Yris Tamara Pérez Aguilera

In the interior of Cuba, Yris Tamara Pérez Aguilera of the Rosa Parks Women's Civil Rights Movement has been "disappeared" and badly beaten up by State Security agents on more than one occasion. On March 3, 2012 in Placetas, Cuba she was held down by police men and assaulted by one of them, Yunier Monteagudo Reina who pulled down her pants saying that he would “get on top of this black.” Her "crime" is defending human rights.

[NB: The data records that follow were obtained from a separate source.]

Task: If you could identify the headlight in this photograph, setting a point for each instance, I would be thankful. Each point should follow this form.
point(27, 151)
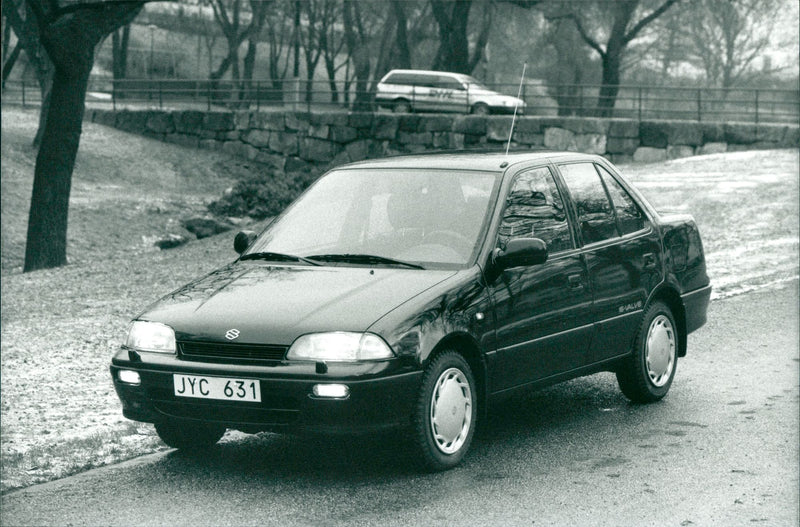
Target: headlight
point(151, 336)
point(339, 346)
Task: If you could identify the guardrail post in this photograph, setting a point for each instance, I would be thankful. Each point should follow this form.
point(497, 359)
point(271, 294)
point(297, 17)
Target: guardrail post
point(699, 105)
point(757, 107)
point(640, 104)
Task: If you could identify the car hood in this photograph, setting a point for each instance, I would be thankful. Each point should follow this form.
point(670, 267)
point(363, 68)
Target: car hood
point(275, 304)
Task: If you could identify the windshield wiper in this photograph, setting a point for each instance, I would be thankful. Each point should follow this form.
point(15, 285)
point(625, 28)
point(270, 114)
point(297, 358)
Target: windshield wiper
point(278, 257)
point(363, 259)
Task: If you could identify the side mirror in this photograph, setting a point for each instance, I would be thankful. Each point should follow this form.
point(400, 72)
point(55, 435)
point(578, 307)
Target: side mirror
point(521, 251)
point(243, 240)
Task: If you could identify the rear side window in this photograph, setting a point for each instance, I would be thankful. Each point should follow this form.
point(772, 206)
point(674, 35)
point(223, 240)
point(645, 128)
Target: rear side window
point(629, 215)
point(534, 209)
point(595, 216)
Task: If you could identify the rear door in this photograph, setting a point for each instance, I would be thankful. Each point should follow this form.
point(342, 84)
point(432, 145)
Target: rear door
point(542, 312)
point(622, 252)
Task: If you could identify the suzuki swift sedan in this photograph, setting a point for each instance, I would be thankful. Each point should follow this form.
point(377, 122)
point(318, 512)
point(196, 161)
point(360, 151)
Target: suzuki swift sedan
point(406, 293)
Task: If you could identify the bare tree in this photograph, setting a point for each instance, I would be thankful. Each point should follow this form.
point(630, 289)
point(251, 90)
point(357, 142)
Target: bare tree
point(69, 33)
point(452, 16)
point(625, 26)
point(725, 37)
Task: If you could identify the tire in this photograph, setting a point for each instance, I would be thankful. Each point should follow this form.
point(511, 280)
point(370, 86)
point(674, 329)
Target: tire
point(446, 412)
point(189, 436)
point(480, 109)
point(647, 374)
point(401, 106)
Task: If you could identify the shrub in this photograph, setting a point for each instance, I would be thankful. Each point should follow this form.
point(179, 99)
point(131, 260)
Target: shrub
point(263, 195)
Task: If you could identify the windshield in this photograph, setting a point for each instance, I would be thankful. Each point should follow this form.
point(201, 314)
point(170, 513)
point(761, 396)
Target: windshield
point(425, 217)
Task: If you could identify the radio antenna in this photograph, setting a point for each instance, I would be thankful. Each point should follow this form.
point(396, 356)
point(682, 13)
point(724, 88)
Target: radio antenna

On November 30, 2011 in Havana, Cuba three women engaged in a public demonstration with a banner that read: "Enough of the lies and deceit of the Cuban people. End hunger, misery and poverty in Cuba." Ivón Mayesa, Blanca Hernández y Mayra Morejón demonstrated in front of the store “La Isla de Cuba”, before crossing the street and continuing their protest at Havana’s Fraternity Park. The Coalition of Cuban American Women described what happened next:
On Wednesday, November the 30th, three female human rights defenders, members of the group “Ladies in White’ were dragged, beaten and violently arrested in a crowded public park in Havana for displaying a white sheet that read: “Down with Hunger, Misery, and Poverty”, “Stop lying and deceiving the Cuban people”. Ivón Mayesa, Blanca Hernández (77 years old), and Mayra Morejón cried out Freedom! at the Fraternidad Park, before dozens of citizens. Some of the onlookers who tried to prevent the arrest of the three women were pepper-sprayed by the policemen. Mayesa’s husband, Ignacio Martínez Montejo, was also beaten and arrested and is detained at the Acosta Police Station in Havana. Hernandez and Morejon were released but the whereabouts of Ivon Mayesa are unknown to her family since her arrest.
Standing up and demanding human rights and economic justice in Cuba led to beatings and imprisonment and in at least one case the untimely death of a beloved activist. Let us remember their courage and support their demands for freedom and justice.